Carlos Ávila

Personal information
- Full name: Carlos Arturo Ávila Raudales
- Nationality: Honduran
- Born: 15 September 1951
- Died: 9 September 2024 (aged 72)

Sport
- Sport: Long-distance running
- Event: Marathon

= Carlos Ávila =

Honduran long-distance runner (1951–2024)

Carlos Arturo Ávila Raudales (15 September 1951 – 9 September 2024) was a Honduran long-distance runner. He started his career in the 1960s and later competed for Honduras at the 1984 Summer Olympics. There, he competed in the men's marathon and placed 71st. After his sporting career, he became a teacher at a high school and a coach for the Honduran National Athletics Federation.
==Biography==
Carlos Arturo Ávila Raudales was born on 15 September 1951. As an athlete, he competed for Honduras in international competition. He started competing during the 1960s and was stated to have a long career by Olympedia.

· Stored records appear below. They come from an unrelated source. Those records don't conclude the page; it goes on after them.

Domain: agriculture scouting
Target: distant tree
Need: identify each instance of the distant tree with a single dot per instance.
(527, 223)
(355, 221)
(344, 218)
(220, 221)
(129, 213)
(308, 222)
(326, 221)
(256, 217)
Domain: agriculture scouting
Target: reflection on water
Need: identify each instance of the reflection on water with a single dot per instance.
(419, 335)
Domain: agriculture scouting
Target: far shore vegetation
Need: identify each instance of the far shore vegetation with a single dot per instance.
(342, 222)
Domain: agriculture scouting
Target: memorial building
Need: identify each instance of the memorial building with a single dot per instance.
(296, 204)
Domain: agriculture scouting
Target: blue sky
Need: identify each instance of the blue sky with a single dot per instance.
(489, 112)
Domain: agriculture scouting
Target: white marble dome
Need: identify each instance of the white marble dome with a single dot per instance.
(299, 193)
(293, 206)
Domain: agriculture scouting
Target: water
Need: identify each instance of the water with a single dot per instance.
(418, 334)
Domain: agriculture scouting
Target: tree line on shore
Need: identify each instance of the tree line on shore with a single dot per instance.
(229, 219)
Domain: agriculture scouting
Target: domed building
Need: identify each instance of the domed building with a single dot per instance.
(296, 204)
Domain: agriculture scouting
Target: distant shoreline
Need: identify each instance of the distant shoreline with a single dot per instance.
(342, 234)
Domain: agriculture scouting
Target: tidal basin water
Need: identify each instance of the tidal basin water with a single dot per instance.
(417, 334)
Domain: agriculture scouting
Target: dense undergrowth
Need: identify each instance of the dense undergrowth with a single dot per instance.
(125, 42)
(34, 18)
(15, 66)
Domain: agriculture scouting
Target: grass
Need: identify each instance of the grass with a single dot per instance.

Ávila was selected to compete for Honduras at the 1984 Summer Olympics held in Los Angeles, United States. At the 1984 Summer Games, he was entered to compete in one event, the men's marathon, his favourite event. At the time, he had a height of 168 cm and a weight of 58 kg. Ávila competed in the finals of the men's marathon on 12 August 1984. He competed against 106 other competitors. There, he recorded a time of 2:42:03 and placed 71st out of the 78 competitors that completed the race. Although he did not earn a medal, he set a new personal best in the distance.

After his sporting career, he became a teacher at Jesús Milla Selva High School located in the Colonia John F. Kennedy of Tegucigalpa. He also worked for the Honduran National Athletics Federation as a coach. After being in poor health for his later years, he died on 9 September 2024 at the age of 72.